Joseph Geantet, 64 ans, retraité

«Je suis de près les débats qui se déroulent actuellement au Sénat. J'ai fait un don en 1984 au Cecos de Nancy. Lorsque ma fille est née, le directeur du centre est venu nous demander avec ma compagne si nous accepterions de devenir donneurs pour aider des couples infertiles. J'ai effectué cinq dons en quelques mois et le Cecos m'a rappelé un an après car il y avait besoin "de petits frères et de petites sœurs". Pendant vingt ans, je ne me suis pas posé de questions, puis j'ai appris que des enfants cherchaient leur géniteur. Je me suis rapproché de l'association PMAnonyme. Je suis prêt à rencontrer une personne issue d'un de mes dons si elle le souhaite. Ce qui a été voté à l'assemblée, la fin de l'anonymat à la majorité de l'enfant, me convient.

«Mais le Sénat ranime la peur des jeunes issus d'un don, celle du double guichet. Si le géniteur peut décider s'il veut être contacté ou non, cela crée une insécurité. C'est une incertitude monstrueuse pour un enfant de ne pas savoir s'il pourra avoir des informations sur son donneur. J'ai envoyé une lettre au Cecos de Nancy pour leur dire qu'ils pouvaient transmettre mon identité, et j'ai réalisé des tests ADN. Moi, je n'ai pas de carence, c'est une démarche altruiste et désintéressée. Je n'ai pas d'obsession à mettre un visage sur les personnes nées de ce don.
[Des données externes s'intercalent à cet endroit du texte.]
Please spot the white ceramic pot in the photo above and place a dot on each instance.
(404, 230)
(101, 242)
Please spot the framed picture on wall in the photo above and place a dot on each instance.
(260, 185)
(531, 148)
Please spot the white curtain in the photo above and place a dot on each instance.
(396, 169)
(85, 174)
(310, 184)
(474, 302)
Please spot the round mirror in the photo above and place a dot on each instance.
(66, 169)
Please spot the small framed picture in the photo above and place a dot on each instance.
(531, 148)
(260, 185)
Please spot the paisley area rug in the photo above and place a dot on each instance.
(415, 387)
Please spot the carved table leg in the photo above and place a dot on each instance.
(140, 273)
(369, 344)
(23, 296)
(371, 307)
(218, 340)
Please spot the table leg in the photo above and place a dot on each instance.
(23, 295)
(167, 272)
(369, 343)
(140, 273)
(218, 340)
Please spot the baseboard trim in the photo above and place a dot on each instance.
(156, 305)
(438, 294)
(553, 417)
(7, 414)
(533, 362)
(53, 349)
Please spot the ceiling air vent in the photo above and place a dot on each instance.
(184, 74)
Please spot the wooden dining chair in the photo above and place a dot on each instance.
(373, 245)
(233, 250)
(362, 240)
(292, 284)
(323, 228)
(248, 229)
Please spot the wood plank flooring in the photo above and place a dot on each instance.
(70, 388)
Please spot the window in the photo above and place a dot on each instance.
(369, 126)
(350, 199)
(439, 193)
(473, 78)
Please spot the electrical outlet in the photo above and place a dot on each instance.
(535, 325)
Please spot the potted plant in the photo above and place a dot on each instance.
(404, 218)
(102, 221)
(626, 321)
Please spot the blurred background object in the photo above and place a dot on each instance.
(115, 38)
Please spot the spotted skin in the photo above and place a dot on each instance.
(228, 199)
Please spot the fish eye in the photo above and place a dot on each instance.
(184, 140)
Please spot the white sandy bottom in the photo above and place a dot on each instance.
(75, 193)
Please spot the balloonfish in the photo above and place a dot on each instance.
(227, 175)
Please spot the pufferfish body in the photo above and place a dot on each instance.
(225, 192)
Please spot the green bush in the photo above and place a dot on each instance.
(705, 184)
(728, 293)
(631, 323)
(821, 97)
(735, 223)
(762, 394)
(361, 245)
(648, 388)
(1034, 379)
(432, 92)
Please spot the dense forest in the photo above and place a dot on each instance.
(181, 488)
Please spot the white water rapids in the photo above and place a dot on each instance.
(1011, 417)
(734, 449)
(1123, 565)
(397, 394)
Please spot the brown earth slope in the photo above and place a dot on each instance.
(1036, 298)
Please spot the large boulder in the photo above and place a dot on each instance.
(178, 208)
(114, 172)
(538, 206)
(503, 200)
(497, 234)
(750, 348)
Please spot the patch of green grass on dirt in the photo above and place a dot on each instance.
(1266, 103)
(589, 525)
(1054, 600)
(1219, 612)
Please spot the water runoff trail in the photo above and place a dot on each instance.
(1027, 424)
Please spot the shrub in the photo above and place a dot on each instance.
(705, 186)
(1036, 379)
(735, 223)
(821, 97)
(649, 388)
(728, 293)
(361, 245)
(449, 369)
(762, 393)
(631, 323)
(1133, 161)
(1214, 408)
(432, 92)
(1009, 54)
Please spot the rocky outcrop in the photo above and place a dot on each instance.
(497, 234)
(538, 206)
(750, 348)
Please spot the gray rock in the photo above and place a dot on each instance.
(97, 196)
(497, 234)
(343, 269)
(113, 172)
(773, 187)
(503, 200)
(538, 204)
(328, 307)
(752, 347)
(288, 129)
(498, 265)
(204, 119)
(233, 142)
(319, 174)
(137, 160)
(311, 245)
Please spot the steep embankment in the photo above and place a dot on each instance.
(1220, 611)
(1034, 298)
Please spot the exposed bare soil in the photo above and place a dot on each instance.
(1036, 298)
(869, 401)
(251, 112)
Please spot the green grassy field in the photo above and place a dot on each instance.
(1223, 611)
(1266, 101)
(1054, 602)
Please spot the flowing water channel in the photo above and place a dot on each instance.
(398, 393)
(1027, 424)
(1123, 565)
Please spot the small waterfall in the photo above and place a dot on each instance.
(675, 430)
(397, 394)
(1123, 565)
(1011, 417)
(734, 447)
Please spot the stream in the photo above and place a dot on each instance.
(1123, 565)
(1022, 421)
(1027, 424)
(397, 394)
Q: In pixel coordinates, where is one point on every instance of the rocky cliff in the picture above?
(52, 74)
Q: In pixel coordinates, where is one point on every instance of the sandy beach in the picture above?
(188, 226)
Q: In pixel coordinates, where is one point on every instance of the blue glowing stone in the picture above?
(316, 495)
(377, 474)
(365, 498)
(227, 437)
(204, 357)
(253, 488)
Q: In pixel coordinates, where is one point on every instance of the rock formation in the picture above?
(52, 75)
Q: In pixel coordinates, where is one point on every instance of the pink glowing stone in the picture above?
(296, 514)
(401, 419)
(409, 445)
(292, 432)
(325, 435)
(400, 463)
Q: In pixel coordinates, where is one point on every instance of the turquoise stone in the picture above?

En revanche, j'ai un fils qui vit à Nancy et qui a des enfants, je pense que je leur ferais faire un test ADN s'ils sont en couple [pour éviter les risques de consanguinité, ses petits-enfants pouvant rencontrer des personnes issues des dons de leur grand-père]».

Elodie Simon, 34 ans, Ingénieure en laboratoire

«Je n'ai pas d'enfants, mais depuis très longtemps, je souhaitais devenir donneuse, car j'estime que tout le monde devrait avoir la chance de concevoir. J'ai aussi des amies lesbiennes qui ont eu une fille à l'étranger, et cela a confirmé mon choix. J'ai fait un don en novembre au Cecos de Lyon. J'aurais agi de la même manière si le don n'avait pas été anonyme. Je regrette seulement d'avoir manqué d'accompagnement pendant cette période, même si le personnel médical faisait au mieux. Je serais ouverte à rencontrer un enfant issu de ce geste, et saurais faire la part des choses. Après l'intervention, j'ai déduit que 12 ou 13 ovules avaient dû être prélevés pour les receveurs, ce qui est beaucoup, et j'ai été émue. Je trouve cela positif que les mœurs évoluent, mais je peux concevoir que cela soit un frein pour les volontaires au don. Je suis à 60% pour la levée de l'anonymat, à 40% contre : il faut demander l'avis aux géniteurs, mais il est nécessaire que les enfants puissent faire une demande auprès des Cecos pour connaître leurs origines. J'aurais aimé savoir si mon don avait réussi. J'aime imaginer qu'à Noël, une femme a pu annoncer à son conjoint que l'insémination avait fonctionné.»

Mathilde Chabard, 34 ans, agent de surveillance de la voie publique

«Je rentre en ce moment dans un protocole de dons : je vais réaliser les examens médicaux le 4 février. J'ai deux garçons de 3 ans et quatre mois, et je me suis toujours dit que le jour où j'aurais des enfants, je deviendrais donneuse. Je pense que cela vient en partie du fait que la nourrice de mon enfance, dont je suis encore très proche, m'a dit qu'elle ne pouvait pas devenir mère. Elle aurait aimé bénéficier des progrès de la médecine. Alors que j'étais encore enceinte, je m'étais renseignée auprès du centre de don de Clermont-Ferrand pour devenir donneuse. Ils m'ont rappelée pour me prévenir que la loi allait changer. Les débats sur l'anonymat m'ont vraiment questionnée. De mon point de vue, je donne des cellules, pas un enfant. Je suis également donneuse de sang et de plasma, tous ces actes sont forcément anonymes.

«Je ne sais pas si je souhaite qu'une personne issue d'un de mes dons puisse me contacter. Si on doit frapper à ma porte, j'aurai des réponses à donner, cela sera clair dans ma tête. Je ne suis en revanche pas favorable à ce que l'on recontacte les anciens donneurs. J'accepterai ce don d'ovocyte, d'autant que je parraine mon ostéopathe, car j'ai appris en discutant avec elle qu'elle était en attente pour recevoir un don.»